Right - agreed. That's pretty much what I was getting at in post #338 - the focus is really on the extreme nature of the consequences rather than on whether the gift is or isn't conditional. If we completely eliminated the gift (offer of salvation) and just said that God created the reality He did, with every human suffering eternal torment because of (inevitable) sin, the extreme nature would be highlighted - enough, it seems to me, to make a reasonable human question the Perfect Holiness, Wisdom, Love and Justice behind the plan. That's not fair, of course, because in Christian theology the gift was part of the plan from before the creation - but this is how it works out for those who don't accept the gift.Happy to elaborate.

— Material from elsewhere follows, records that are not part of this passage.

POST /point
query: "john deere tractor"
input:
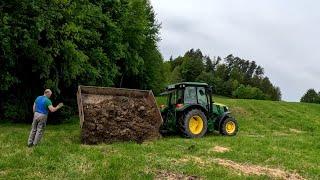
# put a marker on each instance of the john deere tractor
(191, 110)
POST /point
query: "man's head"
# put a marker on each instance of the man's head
(48, 93)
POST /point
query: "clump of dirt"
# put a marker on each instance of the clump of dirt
(119, 118)
(247, 169)
(220, 149)
(174, 176)
(259, 170)
(295, 130)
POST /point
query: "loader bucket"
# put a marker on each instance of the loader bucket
(117, 114)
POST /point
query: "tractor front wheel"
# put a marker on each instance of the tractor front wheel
(229, 127)
(194, 124)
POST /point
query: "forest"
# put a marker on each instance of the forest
(61, 44)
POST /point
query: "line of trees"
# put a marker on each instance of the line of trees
(231, 76)
(61, 44)
(311, 96)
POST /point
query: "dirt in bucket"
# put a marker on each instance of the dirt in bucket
(119, 118)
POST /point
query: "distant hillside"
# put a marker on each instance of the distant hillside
(276, 140)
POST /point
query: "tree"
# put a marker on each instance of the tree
(61, 44)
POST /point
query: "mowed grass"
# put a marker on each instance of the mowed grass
(276, 135)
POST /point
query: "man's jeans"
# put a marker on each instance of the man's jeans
(38, 125)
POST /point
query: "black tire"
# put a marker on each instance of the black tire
(225, 130)
(193, 115)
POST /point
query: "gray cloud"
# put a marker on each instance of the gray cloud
(281, 35)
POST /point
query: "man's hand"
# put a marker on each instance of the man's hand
(54, 109)
(60, 105)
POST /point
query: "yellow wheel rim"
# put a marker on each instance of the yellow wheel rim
(195, 124)
(230, 127)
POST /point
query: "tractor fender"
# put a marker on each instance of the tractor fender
(188, 108)
(222, 118)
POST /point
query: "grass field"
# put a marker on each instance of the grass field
(275, 140)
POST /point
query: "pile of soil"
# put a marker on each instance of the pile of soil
(119, 118)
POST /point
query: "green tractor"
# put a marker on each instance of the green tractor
(190, 110)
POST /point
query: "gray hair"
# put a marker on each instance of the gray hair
(47, 91)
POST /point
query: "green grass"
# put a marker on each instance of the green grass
(272, 134)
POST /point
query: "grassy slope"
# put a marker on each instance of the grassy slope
(264, 139)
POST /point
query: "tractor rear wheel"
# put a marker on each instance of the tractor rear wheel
(194, 124)
(229, 127)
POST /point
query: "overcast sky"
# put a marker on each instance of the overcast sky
(281, 35)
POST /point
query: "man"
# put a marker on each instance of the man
(41, 107)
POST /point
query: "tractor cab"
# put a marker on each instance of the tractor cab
(191, 110)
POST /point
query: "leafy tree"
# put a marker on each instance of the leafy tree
(61, 44)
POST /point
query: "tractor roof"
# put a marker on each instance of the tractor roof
(177, 85)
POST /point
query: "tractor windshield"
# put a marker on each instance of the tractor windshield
(176, 97)
(190, 95)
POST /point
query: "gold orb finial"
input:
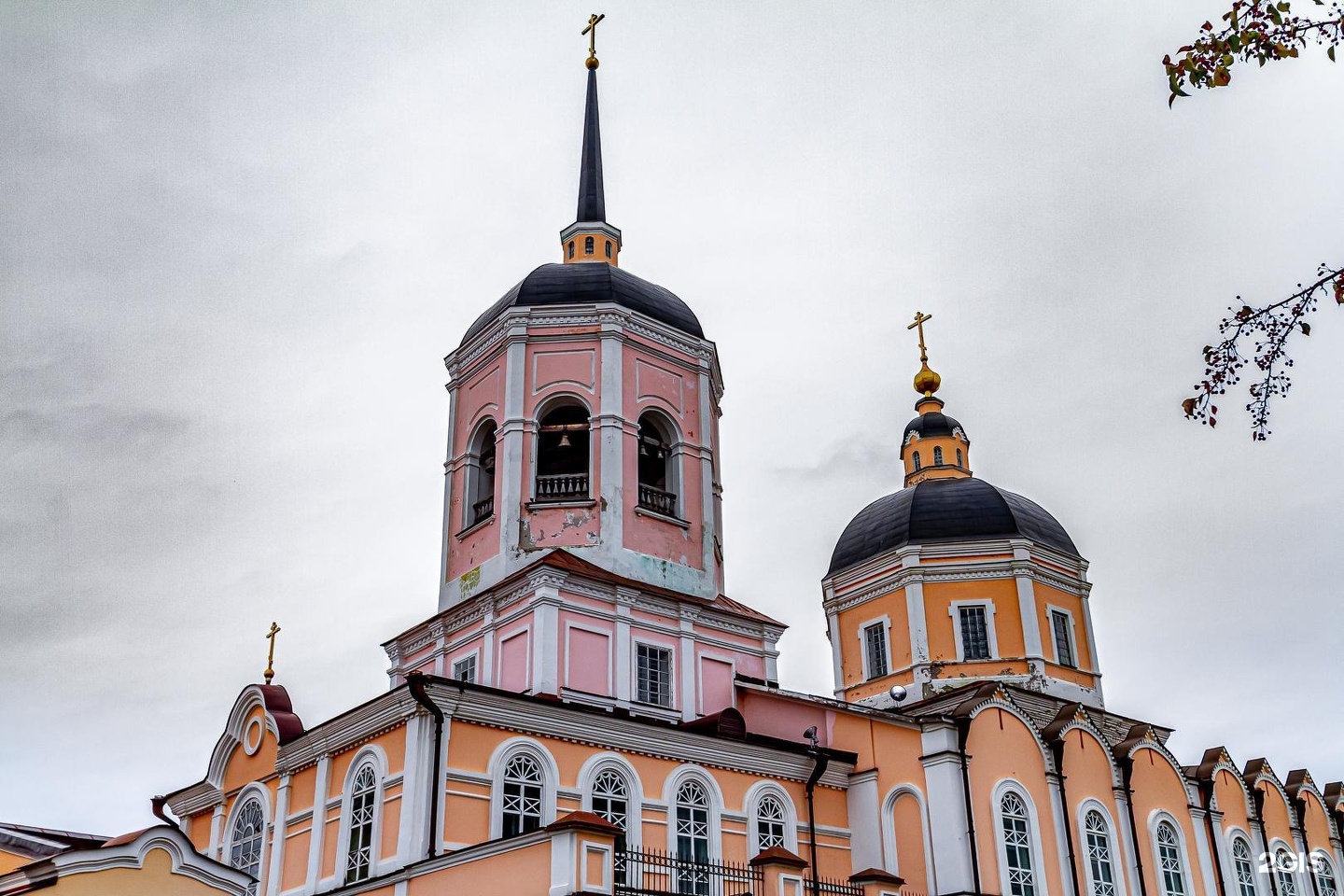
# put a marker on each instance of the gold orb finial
(926, 382)
(592, 33)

The consequence of not accepting the free gift is contingent upon a gift being offered as necessary in the first place. Because of the human sin condition.
The offering is afforded by the same entity, God, that created the condition first. Making the later gift God's prerogative.
If all people had a full and fair opportunity to turn to Christ, which they clearly don't, and the consequence of not doing so were simply separation from God in an otherwise tolerable existence (or even annihilation), this would strike most people as more loving, wise and just than hideous consequences that seem to most to greatly exceed the magnitude of the offense. If the most godly person I ever knew suffers eternal torment because of some minor sin and a failure to turn to Christ in whatever opportunity he had, this strikes me and most people as weirdly excessive.